Bills NFL draft mistakes:
2. Not trading down more often 
The Bills did trade down at one point in the NFL draft, trading out of the fifth round with the Houston Texans in exchange for two sixth-round picks. Buffalo ought to have made more of those kinds of deals, but it didn’t.
Let’s explain why this would have been valuable for Buffalo: The Bills know that their defense was not fast enough to stop the Kansas City Chiefs this past season.
While the Chiefs didn’t destroy the Bills in a dramatic way, they still outflanked Buffalo’s defense in both meetings, beating Sean McDermott’s team with the ground game in the regular season and with a short-intermediate passing game in the playoffs.
The Bills had picks 30, 61, and 93 in the top 100. They weren’t going to get a top-tier pick at any of those spots on the draft board, so the most reasonable move for a very good team which fell just short of the Super Bowl is to improve its odds of finding players who could make a difference. How does a team do that? By trading down.
It’s not hard: Team A trades down but gets more picks in exchange for Team B trading up to get a higher pick. The Bills could have done these 2-for-1 trade-downs at 30, 61, and 93.
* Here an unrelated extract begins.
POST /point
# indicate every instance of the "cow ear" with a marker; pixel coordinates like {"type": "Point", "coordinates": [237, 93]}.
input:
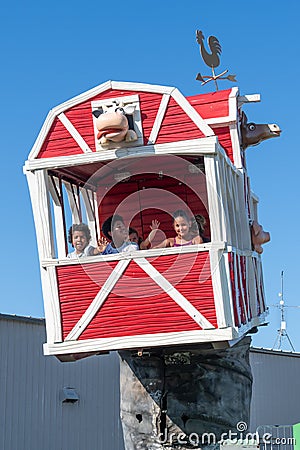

The Bills might have ended up with no pick in the top 40, but they could have gained six players instead of three, improving their odds of getting players who could make their defense faster against the Chiefs. Standing pat was a weird move for a team which hasn’t yet achieved its ultimate goal.
Conference champions and Super Bowl champions can stand pat in the NFL draft. The Bills aren’t there yet. They needed to look for more reinforcements. They didn’t have a single pick in the fourth round. That’s a lot of draft real estate Buffalo didn’t try to explore. That feels like a missed opportunity.
1. Not drafting enough speed in the back seven 
The Bills’ secondary did not get beaten by the deep ball against the Chiefs, but it still stands that Kansas City had too much speed for Buffalo’s back seven in the AFC Championship Game. This is a key point: Kansas City used a quick passing game to achieve its results. That means Andy Reid and Eric Bieniemy devised a system which neutralized the Buffalo pass rush.
Was it really the right play for the Bills to pick defensive ends at both 30 — Greg Rousseau of Miami — and 61 (Carlos Basham of Wake Forest)?
One could accept the need for the Bills to pick one defensive end in the first two rounds, but they picked two. Their third-round pick, Spencer Brown of Northern Iowa, is an offensive tackle.
This just doesn’t make sense: The Chiefs outflanked the Bills’ linebackers and corners in the AFC title game, and yet Buffalo didn’t draft a linebacker or corner in the top 100 picks.
This point flows from the other mistake referenced above — namely, not trading down to accumulate more picks and therefore get more chances to draft players who could provide value at a lower cost. The Bills needed to get faster on defense if they wanted to have a better chance of challenging the Chiefs. This NFL draft did not appear to meet that goal.